Technology on smartphones is making a difference in finding lost children or loved ones.
In some cases, these apps are free.
Safety experts are praising the ability of some apps to get the community involved in finding missing people.
‘Lassy Project,’ for example, is an app that allows parents and guardians to create a profile for their child.
They can alert their “network” should they go missing. This network is a hand-selected group of trusted friends, family, and neighbors.
‘Life360’ is another app worth checking out. It uses GPS data to track family members real-time and checks them into specific locations, such as home or school.
The app ‘MamaBear’ boasts similar location-sharing capabilities, but also provides updates on a child’s most recent social media activity.
“That’s awesome, you’d always be able to know that if my kid is where they said they were, someone is looking at them right now,” Jennifer Meenges said.
Meenges is the mother of an 11-year-old and a 13-year-old. Both participate in extra-curricular activities, keeping all three of them busy.
“I wish I could know where they were every second of the day,” Meenges said.
These free smartphone apps are making this a reality, yet many parents aren’t aware.
911 dispatchers say these apps can be more effective than an Amber Alert—most provide more specific details when it comes to finding someone who’s missing.
“The more information you can give us, it will help us help you quicker,” Rayme Hetrick, a 911 dispatcher in Centre County said.

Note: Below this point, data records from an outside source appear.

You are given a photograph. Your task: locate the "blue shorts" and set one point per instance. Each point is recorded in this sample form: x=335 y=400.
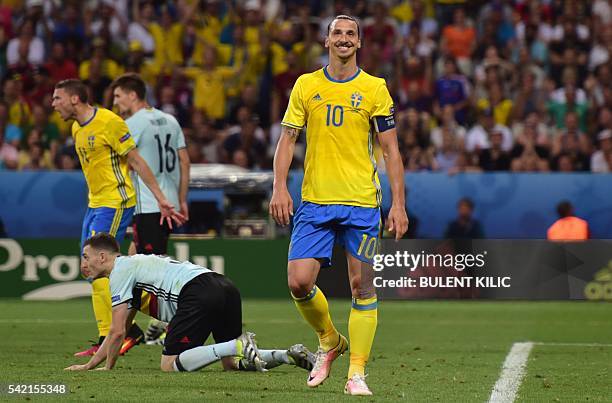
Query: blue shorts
x=105 y=219
x=317 y=227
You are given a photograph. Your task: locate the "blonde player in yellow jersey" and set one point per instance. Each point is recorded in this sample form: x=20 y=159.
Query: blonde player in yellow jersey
x=340 y=105
x=106 y=148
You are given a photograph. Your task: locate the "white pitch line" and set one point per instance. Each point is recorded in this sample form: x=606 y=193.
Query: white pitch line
x=573 y=344
x=513 y=370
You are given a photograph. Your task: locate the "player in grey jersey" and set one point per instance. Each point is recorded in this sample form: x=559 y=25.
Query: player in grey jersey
x=161 y=143
x=194 y=300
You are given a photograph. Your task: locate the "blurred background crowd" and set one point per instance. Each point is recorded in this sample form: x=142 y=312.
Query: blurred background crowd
x=502 y=85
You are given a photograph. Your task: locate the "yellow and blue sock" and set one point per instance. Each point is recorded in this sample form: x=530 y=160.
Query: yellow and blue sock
x=315 y=311
x=362 y=327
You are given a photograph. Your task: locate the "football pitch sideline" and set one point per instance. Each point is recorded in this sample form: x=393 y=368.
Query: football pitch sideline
x=424 y=351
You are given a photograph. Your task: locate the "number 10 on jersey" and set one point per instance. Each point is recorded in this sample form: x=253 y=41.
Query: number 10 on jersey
x=335 y=115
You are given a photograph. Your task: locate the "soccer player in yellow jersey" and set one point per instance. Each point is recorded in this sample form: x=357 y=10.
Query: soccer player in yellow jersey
x=105 y=148
x=341 y=106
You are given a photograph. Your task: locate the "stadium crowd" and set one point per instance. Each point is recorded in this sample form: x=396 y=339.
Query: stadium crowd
x=501 y=85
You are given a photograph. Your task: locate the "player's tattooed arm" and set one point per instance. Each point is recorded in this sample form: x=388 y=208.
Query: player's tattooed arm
x=291 y=132
x=281 y=204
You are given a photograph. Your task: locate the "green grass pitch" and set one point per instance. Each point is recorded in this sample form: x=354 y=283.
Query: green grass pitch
x=425 y=351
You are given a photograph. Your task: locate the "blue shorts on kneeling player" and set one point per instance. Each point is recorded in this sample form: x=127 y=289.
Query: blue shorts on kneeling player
x=317 y=227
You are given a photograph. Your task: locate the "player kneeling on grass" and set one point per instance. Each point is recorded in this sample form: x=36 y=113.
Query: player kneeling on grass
x=194 y=300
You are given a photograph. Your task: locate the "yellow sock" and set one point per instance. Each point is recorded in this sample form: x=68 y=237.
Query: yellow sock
x=315 y=311
x=100 y=299
x=362 y=327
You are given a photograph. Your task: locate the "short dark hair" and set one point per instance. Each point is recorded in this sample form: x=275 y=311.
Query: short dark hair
x=104 y=241
x=74 y=87
x=345 y=17
x=565 y=209
x=131 y=82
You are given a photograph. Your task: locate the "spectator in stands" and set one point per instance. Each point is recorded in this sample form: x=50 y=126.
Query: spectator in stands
x=449 y=124
x=210 y=94
x=459 y=40
x=58 y=65
x=19 y=113
x=451 y=89
x=69 y=28
x=8 y=154
x=478 y=137
x=34 y=46
x=464 y=226
x=169 y=104
x=494 y=158
x=502 y=107
x=568 y=227
x=50 y=135
x=246 y=140
x=11 y=134
x=601 y=160
x=34 y=156
x=529 y=98
x=447 y=152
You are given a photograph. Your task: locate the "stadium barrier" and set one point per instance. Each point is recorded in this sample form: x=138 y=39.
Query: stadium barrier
x=409 y=269
x=47 y=205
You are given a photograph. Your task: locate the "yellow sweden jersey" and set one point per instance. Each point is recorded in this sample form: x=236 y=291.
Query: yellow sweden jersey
x=339 y=167
x=102 y=144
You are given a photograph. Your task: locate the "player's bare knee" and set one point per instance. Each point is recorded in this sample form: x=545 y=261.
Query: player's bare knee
x=167 y=364
x=362 y=289
x=299 y=288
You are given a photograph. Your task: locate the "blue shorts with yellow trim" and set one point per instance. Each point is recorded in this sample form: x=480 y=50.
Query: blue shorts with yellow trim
x=318 y=227
x=113 y=221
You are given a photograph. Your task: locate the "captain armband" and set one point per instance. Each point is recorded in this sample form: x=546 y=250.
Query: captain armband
x=384 y=123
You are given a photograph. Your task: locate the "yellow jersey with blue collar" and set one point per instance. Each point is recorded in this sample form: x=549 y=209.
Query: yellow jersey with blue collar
x=102 y=144
x=341 y=118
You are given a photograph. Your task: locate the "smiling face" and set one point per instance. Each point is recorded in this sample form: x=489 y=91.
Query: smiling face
x=64 y=103
x=343 y=39
x=123 y=100
x=92 y=262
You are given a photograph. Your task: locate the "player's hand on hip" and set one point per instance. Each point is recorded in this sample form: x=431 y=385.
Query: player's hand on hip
x=398 y=221
x=169 y=214
x=281 y=206
x=185 y=210
x=77 y=367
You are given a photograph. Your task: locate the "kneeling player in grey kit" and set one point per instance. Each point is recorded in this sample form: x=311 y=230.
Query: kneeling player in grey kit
x=194 y=300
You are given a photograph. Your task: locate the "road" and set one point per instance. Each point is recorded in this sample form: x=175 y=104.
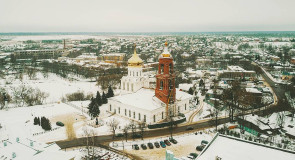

Back in February, a man was arrested after being accused of kidnapping his ex-girfriend.
The victim’s mother used an app on her smartphone to track her daughter.
She was found at a McDonald’s in Milesburg, 150 miles away from her home in the Poconos.
Aside from missing children, experts at Penn State say the technology can make a difference for under-served populations, such as the elderly.
“If you have someone in your family who is dealing with the onset of dementia, it would be wonderful to have some ability to trace where they are,” Patrick McDaniel a distinguished professor and cyber security expert said.
All three apps are available for iPhone and Android devices.